Among the most unused and discarded supplies were sponges, blue towels and gloves. The most expensive item wasted, according to the study, was "surgifoam," a sponge used to stop bleeding. One such sponge can cost close to $4,000.
The researchers projected that wasted supplies could cost $2.9 million a year in UCSF's neurosurgery department alone.
And that might be an underestimate: Nurses reported they were less likely to open disposable supplies when they knew they were under observation for the study. Unopened supplies can be reused, but once they are opened they must be used or thrown away.
As health care costs continue to skyrocket, it is important to look for ways to contain them, said Dr. Michael Lawton, a neurosurgeon at UCSF and one of the study's authors.
Lawton, who was also one of the 14 surgeons observed in the study, said he performs about 400 surgeries per year. If nearly $1,000 per procedure is being wasted on potentially reusable supplies, about $400,000 could be saved per year — for just one surgeon.
"These savings could translate into teaching and research opportunities, and also allow more patients to come in" for treatment, Lawton said.
James Yoon, one of the principal UCSF researchers on the study, said they weren't only looking at costs but also at the environmental impact of wasted supplies.
Operating rooms in the U.S. produce more than 2,000 tons of waste per day, he said. Some of it is biological and must be safely disposed of. Part of the research involved identifying which surgeries generated the most waste. Spinal procedures, for example, are among the most wasteful, the researchers found.

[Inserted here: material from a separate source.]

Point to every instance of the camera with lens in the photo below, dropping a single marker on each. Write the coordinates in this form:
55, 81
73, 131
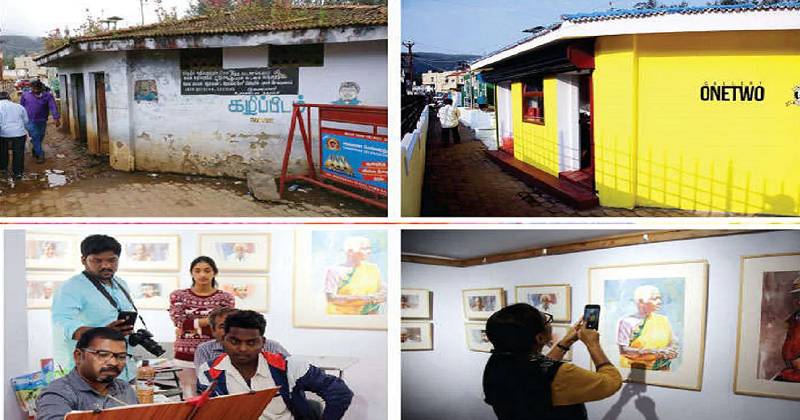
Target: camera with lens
145, 339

They also learned that the length of a surgeon's experience bore no relation to the volume of squandered supplies. More experienced surgeons were not necessarily more frugal.
There is little agreement on how hospitals should address operating room wastefulness. Each hospital or hospital system handles waste in its own way, Yoon explained.
The researchers also recommend price transparency for surgeons. A "feedback system," Lawton explained, would allow them to compare where they stand relative to their peers in terms of cost per procedure. While not available yet, such a system could encourage better management of operating room supplies, he said.
Another potential way to limit waste is to review surgeons' "preference cards" — the list of instruments and other items they request for each procedure, Yoon said. Removing unnecessary items from the list and clarifying which ones should be opened at the beginning of a procedure could help save supplies, he explained.
All three of UCSF's hospitals have been working to reduce waste, said Gail Lee, the director of sustainability for the hospitals and the UCSF campus.
Some medical devices, whether used or unused during surgery, can be reprocessed by an FDA-approved third party company and sold back to the hospital for about half the original sales price, Lee explained. This allows hospitals to save money and cut down on the volume of disposable supplies that end up in landfill.
This strategy saved UCSF hospitals about $1.1 million over the past year, Lee said.
In fiscal year 2011-12, UCSF hospitals diverted 14,000 pounds of would-be waste from landfill by reprocessing both surgery and patient care devices. By last year, that amount had more than quadrupled to 62,000 pounds, Lee said.
"We continue to do better each year," she said, "but we recognize there is always opportunity to improve."